Josh Thompson

No. 67 – Atlanta Falcons
- Position: Guard
- Roster status: Practice squad

Personal information
- Born: October 9, 2002 (age 23) Fenton, Michigan, U.S.
- Listed height: 6 ft 5 in (1.96 m)
- Listed weight: 315 lb (143 kg)

Career information
- High school: Fenton (Fenton, Michigan)
- College: Northwestern (2021–2024) Louisiana State (2025)
- NFL draft: 2026: undrafted

Career history
- Kansas City Chiefs (2026)*; Atlanta Falcons (2026–present)*;
- * Offseason or practice squad member only
- Stats at Pro Football Reference

= Josh Thompson (offensive lineman) =

American football player (born 2002)

Josh Thompson (born October 9, 2002) is an American professional football guard for the Atlanta Falcons of the National Football League (NFL).

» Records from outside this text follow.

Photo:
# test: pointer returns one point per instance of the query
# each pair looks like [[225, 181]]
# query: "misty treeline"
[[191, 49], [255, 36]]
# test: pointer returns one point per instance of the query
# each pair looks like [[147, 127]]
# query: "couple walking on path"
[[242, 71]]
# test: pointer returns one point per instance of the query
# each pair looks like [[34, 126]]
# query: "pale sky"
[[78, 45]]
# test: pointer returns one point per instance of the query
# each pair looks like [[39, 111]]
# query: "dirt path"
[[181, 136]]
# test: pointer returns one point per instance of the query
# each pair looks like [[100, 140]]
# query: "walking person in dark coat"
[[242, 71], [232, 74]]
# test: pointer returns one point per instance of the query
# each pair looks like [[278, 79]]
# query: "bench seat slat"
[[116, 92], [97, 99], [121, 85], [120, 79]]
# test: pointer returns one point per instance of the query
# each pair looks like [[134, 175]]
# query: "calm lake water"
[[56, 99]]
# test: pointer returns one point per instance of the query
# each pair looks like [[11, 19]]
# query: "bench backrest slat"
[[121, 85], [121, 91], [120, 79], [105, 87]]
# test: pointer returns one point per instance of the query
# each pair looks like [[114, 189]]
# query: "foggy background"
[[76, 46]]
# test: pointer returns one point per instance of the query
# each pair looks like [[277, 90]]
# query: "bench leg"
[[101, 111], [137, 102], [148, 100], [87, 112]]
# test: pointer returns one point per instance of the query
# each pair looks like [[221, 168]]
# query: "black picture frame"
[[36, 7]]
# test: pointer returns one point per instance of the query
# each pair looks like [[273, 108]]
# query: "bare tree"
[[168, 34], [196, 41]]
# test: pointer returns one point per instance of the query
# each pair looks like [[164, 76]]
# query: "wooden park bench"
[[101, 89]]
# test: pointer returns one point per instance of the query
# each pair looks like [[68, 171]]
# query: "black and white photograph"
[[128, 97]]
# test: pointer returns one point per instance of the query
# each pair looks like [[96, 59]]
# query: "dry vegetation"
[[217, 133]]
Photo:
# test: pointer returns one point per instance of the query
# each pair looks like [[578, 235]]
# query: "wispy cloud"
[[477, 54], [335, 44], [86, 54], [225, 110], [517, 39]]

He played college football for the Northwestern Wildcats and the Louisiana State Tigers.

==Early life==
Thompson was born on October 9, 2002, in Fenton, Michigan as one of eight children. He attended high school in Fenton where he played both offensive lineman and guard positions with the Fenton Tigers team. Becoming a standout in football, Thompson earned numerous regional, league, area and first team honors and served the Tigers as team captain. Prior to graduation, Thompson the three-star recruiting prospect, declared to play for Texas Tech.

==College career==
===Northwestern===
Thompson committed to Northwestern University in 2020 and redshirted the 2021 season. During his redshirt season in 2022, Thompson joined the Wildcats for eight games. During his redshirt sophomore season in 2023, Thompson started 11 of 13 total games as right tackle. In this second season of active play, Thompson earned his first All-Big Ten accolade. During his redshirt junior season in 2024, Thompson earned his second All-Big Ten honor after starting 10 games at right guard. At the end of his time at Northwestern, 247Sports.com rated Thompson as a four-star prospect entering the transfer portal. He graduated with a bachelor's degree in education and social policy.

===Louisiana State===
Thompson successfully transferred to Louisiana State University to play his senior season of college football in 2025. He played starting right guard in all 12 games with the LSU Tigers.

==Professional career==

Pre-draft measurables
| Height | Weight | Arm length | Hand span | Wingspan | 20-yard shuttle | Three-cone drill | Broad jump |
| 6 ft 4+1⁄2 in (1.94 m) | 304 lb (138 kg) | 32+3⁄4 in (0.83 m) | 9+1⁄2 in (0.24 m) | 6 ft 8+1⁄8 in (2.04 m) | 4.80 s | 7.94 s | 8 ft 8 in (2.64 m) |
All values from Pro Day

===Kansas City Chiefs===
On May 11, 2026, Thompson signed a three-year contract with the Kansas City Chiefs as an undrafted free agent following the 2026 NFL Draft. On August 30, he was waived as part of final roster cuts.

===Atlanta Falcons ===
On September 1, 2026, Thompson signed with the Atlanta Falcons practice squad.

==Personal life==
Thompson's father Randall, played college football at Central Michigan and Thompson's brother Reid, played football for Wayne State.